Sampaio da Nóvoa: o regresso a Portugal

A partir de 1984, as viagens a Portugal começam a ser mais frequentes. A tese de doutoramento, sobre a história do processo de profissionalização da atividade docente em Portugal nos séculos XVIII a XIX, obriga-o a estadas prolongadas em Lisboa, onde passa a maior parte do tempo – preso aos arquivos a investigar.

Lénia, em Novembro desse ano, faz as malas e vai para o Luxemburgo, para um estágio no Tribunal de Justiça. Entre o vaivém das carreiras do casal, nasce nesse ano o seu único filho: André.

João Evangelista Loureiro, do Instituto Superior de Educação Física, que conhecera António ainda em Aveiro, convida-o para professor assistente da instituição. Este recolhe informações entre os amigos que tem no meio, e para sua assistente convida Catalina Pestana, com passado no MES. Os dois tornam-se cara e coroa da mesma moeda. A ex-provedora da Casa Pia faz-lhe o exame: “A Faculdade resistia a tudo o que era novo, e o Nóvoa tornara-se íntimo das grandes cabeças europeias. A relação com estas figuras faz-se através dele e não por via da estrutura tradicional”.

 Catalina chega a fazer de motorista a Gaston Pineau, investigador em ciências da educação, de quem António Nóvoa é discípulo. A ex-provedora da Casa Pia está também a aprender: “Começou-se a falar de histórias de vida em Portugal por causa do Nóvoa. Isso criou-lhe muitos inimigos. Ele ensina os alunos a abrir janelas e a pularem de uma para a outra sem caírem. Coisas que neste país ninguém fazia”.

 O país está na corrida a Belém, a mais concorrida de sempre. É a segunda vez que os portugueses vão às urnas depois da assinatura do Tratado de adesão à CEE, a 12 de Junho de 1985. Salgado Zenha põe no cabide a amizade com Mário Soares e concorre, com o apoio do PRD e de Ramalho Eanes, contra o fundador do PS. António escolhe entre os que estão fora da alçada partidária: “A minha simpatia primeira foi para a Maria de Lourdes Pintasilgo. Por muitas razões, e isso percebe-se no meu perfil. Na segunda volta, como é evidente, todos nos revimos na candidatura de Mário Soares, que derrotou Freitas do Amaral. Se me pergunta se votei em Eanes, em Soares e em Sampaio, votei. Em algum momento da minha vida votei em qualquer um deles”.

Cuidados com o filho

António fora pai há um ano. Sempre controlara as emoções mas o pequeno André fá-lo aterrar num mundo novo. A criança chegara com o mesmo fastio que o acompanhara na infância. E António entra pela primeira vez no paço da irracionalidade. Dia sim, dia não, o casal apresenta-se com o filho no pediatra. No bolso, Nóvoa leva uns papelinhos onde, para não esquecer nada, anota o questionário a fazer ao médico.

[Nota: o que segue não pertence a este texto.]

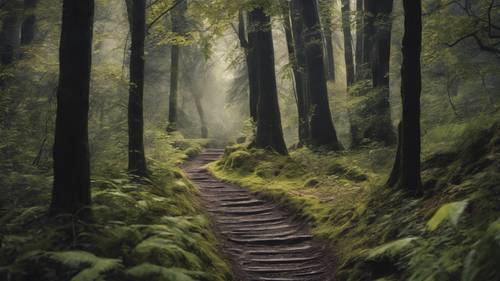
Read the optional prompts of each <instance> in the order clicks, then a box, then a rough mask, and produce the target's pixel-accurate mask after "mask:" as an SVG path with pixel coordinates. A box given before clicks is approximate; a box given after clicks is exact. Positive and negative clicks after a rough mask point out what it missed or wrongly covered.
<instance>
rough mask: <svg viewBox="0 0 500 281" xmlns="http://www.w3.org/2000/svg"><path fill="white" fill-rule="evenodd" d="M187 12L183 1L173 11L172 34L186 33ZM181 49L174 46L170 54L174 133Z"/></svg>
mask: <svg viewBox="0 0 500 281" xmlns="http://www.w3.org/2000/svg"><path fill="white" fill-rule="evenodd" d="M186 10H187V2H186V1H182V2H181V3H180V4H179V5H178V6H177V7H176V8H175V9H174V10H173V11H172V32H173V33H175V34H177V35H180V34H182V33H183V32H184V24H185V18H184V14H185V12H186ZM180 53H181V51H180V47H179V45H177V44H173V45H172V50H171V53H170V56H171V57H170V59H171V61H170V63H171V67H170V97H169V103H168V104H169V109H168V127H167V131H169V132H172V131H176V130H177V100H178V98H177V95H178V84H179V57H180Z"/></svg>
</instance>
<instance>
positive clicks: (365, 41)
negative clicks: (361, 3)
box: [359, 0, 377, 80]
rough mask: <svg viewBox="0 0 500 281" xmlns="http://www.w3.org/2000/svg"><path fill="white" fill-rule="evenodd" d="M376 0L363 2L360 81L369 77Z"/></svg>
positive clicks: (368, 0)
mask: <svg viewBox="0 0 500 281" xmlns="http://www.w3.org/2000/svg"><path fill="white" fill-rule="evenodd" d="M376 2H377V1H376V0H363V7H364V12H363V54H362V62H363V63H362V64H361V65H360V66H362V67H363V69H361V71H360V73H359V75H360V79H361V80H363V79H368V78H369V77H370V69H371V68H370V59H371V53H372V52H371V50H372V49H371V47H372V46H373V43H372V36H373V34H375V14H376V5H377V3H376Z"/></svg>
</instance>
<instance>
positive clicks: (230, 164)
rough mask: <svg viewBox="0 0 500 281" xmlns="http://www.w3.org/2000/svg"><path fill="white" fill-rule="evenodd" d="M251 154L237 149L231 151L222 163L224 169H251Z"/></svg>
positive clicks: (252, 161)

 Um dia o médico perde a paciência: “Não quero ouvir mais perguntas sobre comida. Conheço muitas crianças que morreram de fome porque não tinham comida. Agora, morrer de fome tendo comida? Não me chateiem mais”.

Defende a tese na Suíça, e consegue nota máxima. O trabalho é sobre a profissionalização do ensino desde Pombal a Salazar, passando pela I República. No final da apresentação, o orientador, Daniel Hameline – um francês pouco atreito a afetos – surpreende o júri, composto por Joaquim Ferreira Gomes, da Universidade de Coimbra, e Dominique Julia, da Universidade de Paris, com um recital de piano. Por fim, classificou-a: “Um ponto de viragem na História da Educação escolar”.

Em Portugal, onde regressa em 1986, rapidamente se faz notar no meio académico – onde a intriga, a hostilidade à mudança e a perda de privilégios não se distingue das misérias da classe política: “A aposta que eu faço na carreira académica é fortíssima. Tentei sempre fazer o mais possível, para além do que era possível”.

Em Outubro de 1986, entra para a Faculdade de Psicologia e Ciências da Educação, e uma década depois é professor catedrático. Ainda sem sonhar tornar-se candidato a Presidente da República, corre o país de lés-a-lés, trava conhecimento com o Portugal profundo. Carlos Almeida convida-o para integrar o JADE (Jovens Agentes de Desenvolvimento em Regiões de Emigração). António recorda: “Devo ser das pessoas que melhor conhecem este país. Não só porque vivi em muitas partes, mas porque o programa JADE levou-me a ter contacto com dezenas de presidentes de Câmara, organizações locais. Ainda hoje, em campanha, há gente que vem ter comigo e diz: ‘Não se lembra de mim? Sou do JADE’”.